L'Union africaine a prôné samedi en des termes plutôt vagues un "dialogue inclusif" pour sortir le Burundi de la crise et s'est engagée à muscler sa mission d'observateurs des droits de l'Homme et d'experts militaires dans le pays, à l'issue d'une visite de deux jours à Bujumbura.
"L'UA va déployer 100 observateurs des droits de l'Homme et 100 experts militaires pour surveiller la situation", a annoncé samedi le président sud-africain Jacob Zuma, chef de la délégation dépêchée par l'UA à Bujumbura.
Le Burundi est plongé depuis 10 mois dans une crise politique profonde, née de la candidature du président Pierre Nkurunziza à un troisième mandat, qu'il a obtenu en juillet.
Les violences, désormais armées, ont déjà fait plus de 400 morts et poussé plus de 240.000 personnes à quitter le pays. Des organisations de défense des droits de l'Homme ont dénoncé l'existence de fosses communes, de nombreux cas d'exécutions sommaires et d'assassinats ciblés.
La délégation de l'UA "a exprimé son inquiétude face aux niveaux de violence, aux pertes de vies humaines et à l'instabilité politique dans laquelle se trouve le pays", selon le communiqué publié samedi sur le site de la présidence sud-africaine.
"Nous pensons fermement que la solution aux problèmes politiques du Burundi ne peut être trouvée que par le biais d'un engagement inclusif et pacifique" des parties.
La délégation emmenée par M. Zuma et composée des présidents mauritanien, sénégalais, gabonais et du Premier ministre éthiopien, s'est rendue jeudi et vendredi à Bujumbura pour trouver une issue pacifique à la crise, après que l'UA a renoncé fin janvier à déployer dans ce petit pays des Grands Lacs une force d'interposition africaine de 5.000 hommes.
Des interlocuteurs "pacifiques"
Selon l'UA, le président ougandais Yoweri Museveni, médiateur dans cette crise, "organisera un dialogue inclusif le plus tôt possible auquel participeront tous les acteurs importants" de la crise.
Le président ougandais est actuellement accaparé par la gestion de sa réélection contestée, au terme d'un scrutin critiqué par la communauté internationale.
De plus, la formulation plutôt vague du communiqué de l'UA ne tranche pas la question cruciale: qui exactement sera invité à la table des pourparlers?
Samedi, dans un communiqué, la présidence burundaise a rappelé sa position sur la question: oui au dialogue interburundais, mais seulement avec des interlocuteurs "pacifiques", excluant de facto la principale plateforme d'opposition, le Cnared, accusée par Bujumbura d'être l'instigatrice de la contestation du 3e mandat du président et d'avoir participé à une tentative de coup d'Etat en mai 2015.

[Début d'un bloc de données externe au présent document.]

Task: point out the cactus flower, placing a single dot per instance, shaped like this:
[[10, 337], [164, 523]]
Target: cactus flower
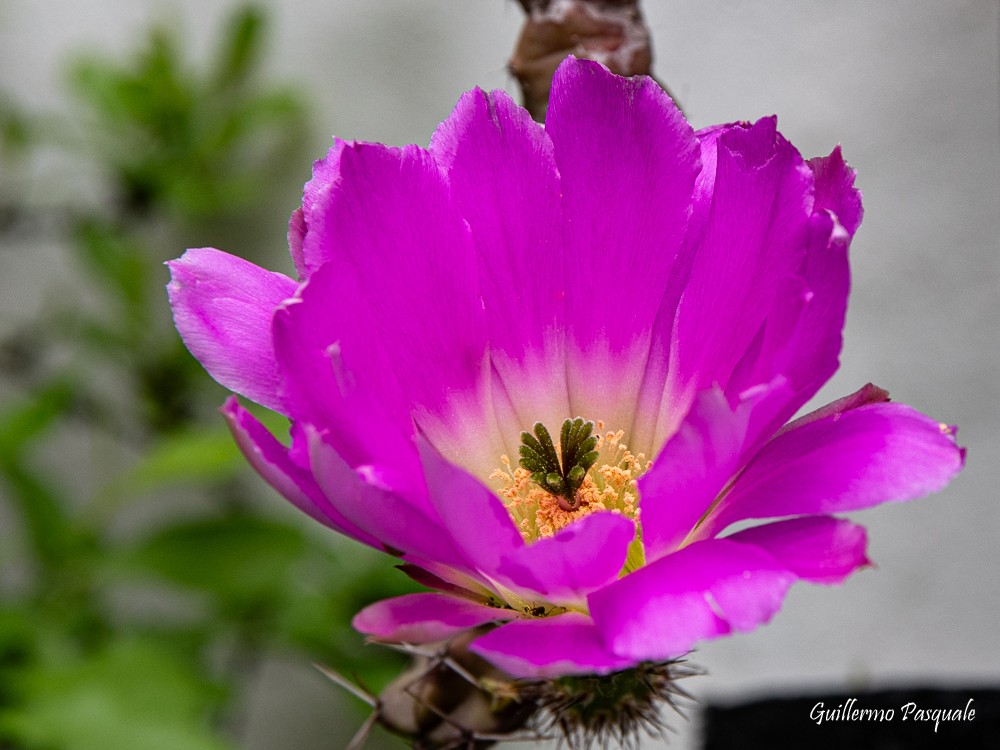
[[550, 368]]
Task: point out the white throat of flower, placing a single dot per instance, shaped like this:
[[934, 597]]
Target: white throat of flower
[[543, 498]]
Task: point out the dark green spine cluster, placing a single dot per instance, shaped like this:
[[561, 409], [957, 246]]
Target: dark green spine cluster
[[560, 474]]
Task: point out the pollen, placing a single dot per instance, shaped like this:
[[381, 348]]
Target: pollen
[[609, 485]]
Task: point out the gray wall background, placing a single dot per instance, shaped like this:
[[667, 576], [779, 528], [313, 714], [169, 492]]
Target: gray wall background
[[909, 87]]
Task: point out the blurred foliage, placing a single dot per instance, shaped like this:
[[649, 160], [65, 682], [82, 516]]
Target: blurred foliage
[[86, 662]]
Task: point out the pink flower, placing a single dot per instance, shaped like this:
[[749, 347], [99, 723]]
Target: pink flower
[[682, 293]]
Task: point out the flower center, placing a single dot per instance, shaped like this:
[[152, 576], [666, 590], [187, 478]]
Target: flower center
[[555, 485]]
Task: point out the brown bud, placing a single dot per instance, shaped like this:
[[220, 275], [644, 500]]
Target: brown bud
[[612, 32]]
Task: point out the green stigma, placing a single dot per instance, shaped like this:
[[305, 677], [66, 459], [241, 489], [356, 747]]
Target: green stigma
[[560, 474]]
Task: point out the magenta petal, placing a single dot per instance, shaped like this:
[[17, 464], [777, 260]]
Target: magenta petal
[[703, 591], [835, 189], [272, 461], [388, 224], [503, 178], [222, 308], [325, 171], [402, 289], [628, 160], [549, 647], [689, 472], [847, 460], [820, 549], [405, 524], [365, 419], [580, 558], [712, 443], [424, 618], [474, 517], [754, 238]]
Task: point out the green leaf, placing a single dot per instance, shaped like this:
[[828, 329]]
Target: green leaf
[[241, 560], [241, 47], [133, 694], [194, 457]]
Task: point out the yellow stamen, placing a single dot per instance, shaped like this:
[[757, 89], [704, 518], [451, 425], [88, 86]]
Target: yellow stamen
[[610, 485]]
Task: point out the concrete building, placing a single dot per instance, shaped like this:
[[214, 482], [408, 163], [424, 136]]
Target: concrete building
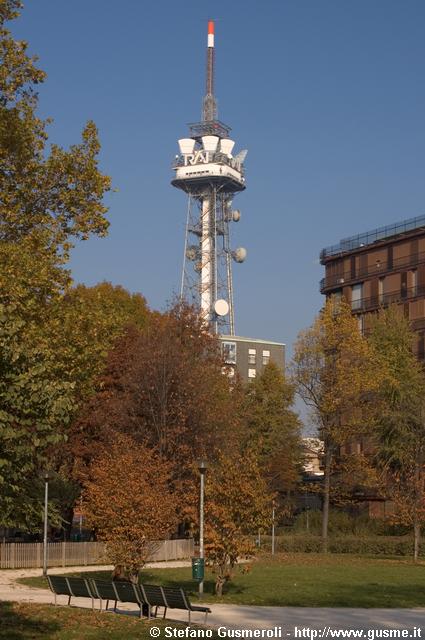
[[378, 268], [249, 356]]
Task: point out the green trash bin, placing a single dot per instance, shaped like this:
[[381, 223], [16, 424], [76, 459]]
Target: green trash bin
[[198, 569]]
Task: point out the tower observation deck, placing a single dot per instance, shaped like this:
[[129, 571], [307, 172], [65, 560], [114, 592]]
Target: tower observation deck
[[211, 176]]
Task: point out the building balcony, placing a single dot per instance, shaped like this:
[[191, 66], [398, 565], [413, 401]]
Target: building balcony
[[383, 300], [382, 268]]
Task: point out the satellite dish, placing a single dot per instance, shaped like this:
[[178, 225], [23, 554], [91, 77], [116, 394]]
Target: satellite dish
[[226, 146], [186, 145], [239, 254], [210, 143], [221, 307], [192, 252]]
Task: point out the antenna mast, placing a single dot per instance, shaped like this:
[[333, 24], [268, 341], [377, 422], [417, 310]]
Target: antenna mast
[[209, 109], [208, 172]]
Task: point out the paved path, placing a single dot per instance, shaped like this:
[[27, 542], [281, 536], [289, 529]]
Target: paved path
[[235, 616]]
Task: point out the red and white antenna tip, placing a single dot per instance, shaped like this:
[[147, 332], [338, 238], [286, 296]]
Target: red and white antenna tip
[[210, 33]]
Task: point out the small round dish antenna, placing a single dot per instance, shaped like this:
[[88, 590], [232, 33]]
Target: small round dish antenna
[[221, 307]]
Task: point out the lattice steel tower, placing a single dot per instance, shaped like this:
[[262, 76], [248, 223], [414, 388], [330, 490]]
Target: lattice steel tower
[[207, 171]]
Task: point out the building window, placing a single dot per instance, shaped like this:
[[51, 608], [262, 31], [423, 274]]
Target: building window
[[381, 290], [266, 357], [229, 352], [356, 296], [414, 282]]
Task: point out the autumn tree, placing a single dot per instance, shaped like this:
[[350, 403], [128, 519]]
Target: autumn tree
[[400, 436], [273, 428], [337, 374], [237, 504], [164, 386], [128, 502]]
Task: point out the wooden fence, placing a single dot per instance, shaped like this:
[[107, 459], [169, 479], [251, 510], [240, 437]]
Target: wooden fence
[[23, 555]]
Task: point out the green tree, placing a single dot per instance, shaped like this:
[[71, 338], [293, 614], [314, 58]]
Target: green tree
[[237, 504], [49, 198], [338, 375], [400, 437], [35, 408], [273, 428], [83, 326]]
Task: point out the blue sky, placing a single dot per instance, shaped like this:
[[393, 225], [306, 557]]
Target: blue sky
[[327, 95]]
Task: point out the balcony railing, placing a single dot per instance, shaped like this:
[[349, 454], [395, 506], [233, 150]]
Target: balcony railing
[[384, 299], [370, 237], [404, 262]]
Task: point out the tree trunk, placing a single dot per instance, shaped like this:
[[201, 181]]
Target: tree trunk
[[219, 585], [326, 494], [417, 537]]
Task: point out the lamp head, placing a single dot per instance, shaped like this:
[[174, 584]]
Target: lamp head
[[202, 465]]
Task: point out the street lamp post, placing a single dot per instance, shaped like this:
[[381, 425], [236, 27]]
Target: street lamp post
[[46, 502], [202, 466]]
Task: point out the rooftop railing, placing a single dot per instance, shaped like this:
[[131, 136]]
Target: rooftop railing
[[377, 270], [370, 237]]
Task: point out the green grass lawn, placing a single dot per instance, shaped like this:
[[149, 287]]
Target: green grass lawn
[[22, 621], [305, 580]]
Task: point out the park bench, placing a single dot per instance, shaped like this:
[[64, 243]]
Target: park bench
[[154, 597], [129, 592], [146, 596], [71, 587], [105, 590], [177, 599]]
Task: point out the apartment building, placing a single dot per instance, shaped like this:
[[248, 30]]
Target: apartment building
[[378, 268], [249, 356]]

Quelques jours plus tôt, Bujumbura avait tenu le même discours au secrétaire général des Nations unies Ban ki-Moon, venu également tenter de relancer des pourparlers.
Pour ces mêmes raisons, les précédentes tentatives de pourparlers, déjà sous l'égide de l'Ouganda, avaient échoué.
Par ailleurs, affirme la présidence burundaise, les chefs d'Etat ont convenu d'augmenter le nombre de personnels de l'UA "non armés" (observateurs et experts militaires) déployés dans le pays, "par la nécessité de surveiller la frontière entre le Burundi et le Rwanda".
Les relations avec le Rwanda voisin se sont envenimées au point de devenir délétères ces dernières semaines. Bujumbura accuse Kigali d'entraîner sur son sol des réfugiés burundais pour déstabiliser le régime du président Nkurunziza.
Le Rwanda rejette catégoriquement ces accusations - également portées par un groupe d'experts de l'ONU puis reprises par les Etats-Unis - et rappelle à qui veut l'entendre que les causes de la crise sont internes au Burundi.
Lors de sa visite à Bujumbura, la délégation de l'UA a notamment rencontré le président Nkurunziza, deux des rares chefs de partis d'opposition à ne pas avoir fui le pays, des membres de la société civile, des autorités religieuses et un ancien président.
La grande majorité des responsables de l'opposition et de la société civile indépendante est actuellement en exil.
Jeudi, au sortir de son entretien avec la délégation, le président de l'aile d'opposition du parti Uprona, Charles Nditije, avait fait part de sa déception: "nous avons eu l'impression que ces chefs d'Etat sont venus conforter Nkurunziza dans son troisième mandat".